Kindergarteners see if Humpty Dumpty is all he’s cracked up to be
By Stuart Hedstrom
Staff Writer
DOVER-FOXCROFT — Can an egg, with a face drawn on the shell to resemble the nursery rhyme character Humpty Dumpty, safely be dropped with the aid of a trampoline, net, parachute, pillow, sheet and the hands of all the king’s men? This was a question for SeDoMoCha Elementary School kindergarteners to consider before heading outside to see such an experiment conducted on the playground during the afternoon of Nov. 15.
Observer photo/Stuart Hedstrom
HUMPTY DUMPTY HAD A GREAT FALL — SeDoMoCha Elementary kindergarten teacher Erica Tapley drops an egg while teachers Deborah Catell, left, and Traci Taylor hold a sheet to see if the shell can remain intact during a experiment on Nov. 15. The sheet was one of a half dozen methods of preventing nursery rhyme character Humpty Dumpty from breaking during his fall tested on the playground of the Dover-Foxcroft school.
“We have been talking about problems in stories and we have also been studying nursery rhymes,” teacher Erica Tapley said, perched atop the platform of the climbing wall and slide as the four kindergarten classes sat beneath on the wood chips. “We have found a problem with Humpty Dumpty, the problem was all the king’s men couldn’t put him together again. So we tried to come up with a solution to the problem of how we could prevent Humpty Dumpty from breaking.”
Observer photo/Stuart Hedstrom
EGGSPERIMENT — An egg dropped by SeDoMoCha Elementary kindergarten teacher Erica Tapley took a bounce off the trampoline, but landed on the playground woodchips without cracking during a Nov. 15 experiment.
Tapley said the students made a hypothesis, learning what this word means, or a smart guess about what could work to safely get an egg from the top of the playground equipment to the ground below. “Could an eagle swoop by and save the egg?,” she asked. Tapley said this scenario was highly unlikely “but we have some real things that could happen. We will do our experiments and then find out.”
First a trampoline was placed beneath for the first Humpty Dumpty test. The egg hit the trampoline and bounced up and off onto the wood chips, but the shell was still safely intact.
Next came an egg with a homemade parachute attached. As the students recited the nursery rhyme Tapley let go, but the parachute did not slow the descent enough as the egg split open upon impact.
The third test had a pillow on the ground, and the pillow ended up cushioning the egg. As the students saw that Humpty Dumpty survived they again cheered.

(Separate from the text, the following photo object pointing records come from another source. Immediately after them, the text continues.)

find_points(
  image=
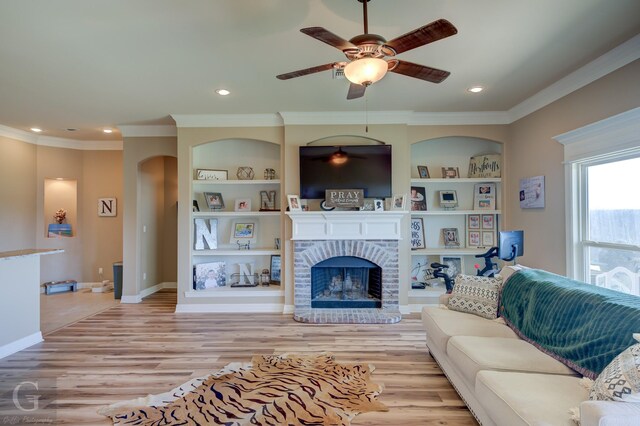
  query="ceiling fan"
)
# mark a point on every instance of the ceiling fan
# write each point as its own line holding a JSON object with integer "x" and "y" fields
{"x": 366, "y": 54}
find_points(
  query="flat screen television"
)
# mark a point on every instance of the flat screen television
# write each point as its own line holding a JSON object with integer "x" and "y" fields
{"x": 366, "y": 167}
{"x": 511, "y": 245}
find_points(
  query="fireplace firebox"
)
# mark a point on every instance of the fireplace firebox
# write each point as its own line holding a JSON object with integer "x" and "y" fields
{"x": 346, "y": 282}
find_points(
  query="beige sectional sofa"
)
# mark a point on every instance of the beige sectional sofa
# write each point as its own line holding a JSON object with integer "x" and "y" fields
{"x": 505, "y": 380}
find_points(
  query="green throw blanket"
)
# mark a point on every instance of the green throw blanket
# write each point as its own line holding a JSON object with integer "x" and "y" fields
{"x": 581, "y": 325}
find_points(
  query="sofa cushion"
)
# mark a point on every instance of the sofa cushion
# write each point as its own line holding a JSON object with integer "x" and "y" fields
{"x": 620, "y": 380}
{"x": 514, "y": 399}
{"x": 471, "y": 354}
{"x": 476, "y": 295}
{"x": 441, "y": 324}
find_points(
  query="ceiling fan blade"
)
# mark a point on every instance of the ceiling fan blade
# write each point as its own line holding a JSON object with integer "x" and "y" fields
{"x": 410, "y": 69}
{"x": 356, "y": 91}
{"x": 434, "y": 31}
{"x": 330, "y": 38}
{"x": 305, "y": 71}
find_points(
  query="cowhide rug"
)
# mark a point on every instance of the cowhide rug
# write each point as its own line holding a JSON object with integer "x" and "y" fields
{"x": 278, "y": 390}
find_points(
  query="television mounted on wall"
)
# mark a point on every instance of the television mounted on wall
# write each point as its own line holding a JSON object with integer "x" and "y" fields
{"x": 366, "y": 167}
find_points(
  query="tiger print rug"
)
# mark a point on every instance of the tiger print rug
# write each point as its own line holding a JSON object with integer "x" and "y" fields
{"x": 287, "y": 389}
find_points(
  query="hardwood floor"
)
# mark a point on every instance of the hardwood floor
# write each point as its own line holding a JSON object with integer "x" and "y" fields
{"x": 129, "y": 351}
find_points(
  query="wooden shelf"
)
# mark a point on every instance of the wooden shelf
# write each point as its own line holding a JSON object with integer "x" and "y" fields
{"x": 444, "y": 251}
{"x": 236, "y": 252}
{"x": 452, "y": 212}
{"x": 237, "y": 182}
{"x": 458, "y": 180}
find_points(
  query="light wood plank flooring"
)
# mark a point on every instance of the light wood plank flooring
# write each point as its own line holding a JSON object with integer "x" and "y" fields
{"x": 129, "y": 351}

Teachers Deborah Catell and Traci Taylor, who Tapley said represented all the king’s men, held a sheet as the ensuing egg landed on the fabric without a blemish.
For the final test Catell and Taylor held out their hands to see if they could catch an egg intact. With the threat of yolk on skin, they cradled the egg enough to ensure the fourth success.
Tapley said the lesson helped incorporate Next Generation Science Standards, combining science with literacy which is heavily emphasized among younger elementary grades. “It’s a fun way to get kids excited, I don’t know any kid who doesn’t like science,” she said.
After the Humpty Dumpty experiments the students went back inside to record the results and draw accompanying pictures in their science journals. Beforehand they each had made predictions on whether the various tests would work.
“Some of you were correct and some of you were not correct,” Tapley told her class. She said it is OK to be wrong, as they were making their predictions before the experiments were carried out.